A cette indication générale, joignons celle qui sort de la classification des ministres de l’Evangile dans saint Paul (1 Corinthiens 12.28-30, etc.). Quelque indéterminée que fut l’organisation de cette Eglise, qu’animaient et régissaient des charismes supérieurs, il y existait pourtant une sorte de hiérarchie, créée par ces charismes mêmes, et dans laquelle les Apôtres occupaient le premier rang et les Prophètes le second… Ce qui distingue ces deux ordres supérieurs des ministres de la Parole, c’est qu’ils sont fondateurs et révélateurs (Éphésiens 2.20 ; 3.5), double aspect d’une même prérogative : fondateurs de l’Eglise, elle s’élève sur le fondement des Apôtres et des Prophètes, Jésus-Christ lui-même étant la pierre de l’angle ; révélateurs de l’Evangile, le mystère de Dieu est révélé par l’Esprit à ses saints Apôtres et aux Prophètes. Il y a là une donnée trop peu remarquée, qui dit tout à elle seule, pour peu qu’on y soit attentif. La place qu’occupent les Apôtres et les Prophètes, tient aux dons exceptionnels qui les distinguent ; et la théopneustie est un de ces dons ; c’est, à vrai dire, celui que tous les autres ont pour but de signaler et de constater…

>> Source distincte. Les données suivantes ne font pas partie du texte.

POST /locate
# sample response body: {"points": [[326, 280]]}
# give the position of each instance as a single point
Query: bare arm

Nos recherches, toujours historiques, par conséquent toujours positives, nous ont conduits au même résultat par des voies diverses, ce qui est de nature à en accroître l’évidence et la certitude : car ces différents ordres de preuves se soutiennent mutuellement, ils se contrôlent et se vérifient les uns les autres. Ce sont autant de témoignages indépendants qui, réunis, élèvent à un plus haut degré de force la démonstration morale que chacun d’eux, pris à part, donnait déjà. Ce qu’annonce la promesse, ce qu’implique le miracle, ce que manifeste la prophétie, se trouve au fond des enseignements ; et tout indique qu’il était universellement reconnu dans ces premiers temps, parce que les interventions célestes le rendaient en quelque sorte visible. Le fait que la foi chrétienne a à sa base, sur lequel l’Eglise s’est constamment appuyée, dont le protestantisme a déduit sa maxime et sa règle constitutive, le fait théopneustique, ressort comme de lui-même des données historiques et dogmatiques du Nouveau Testament. Que le mystère qui l’environne rende difficile de s’en former une notion précise, et quelquefois même de le concilier avec d’autres faits également certains, nous ne le contestons point. Mais il est là ; et si nous avons foi aux Ecritures, il faut l’admettre tel quel, avec ses lumières et ses ombres, sans l’étendre ni le restreindre arbitrairement.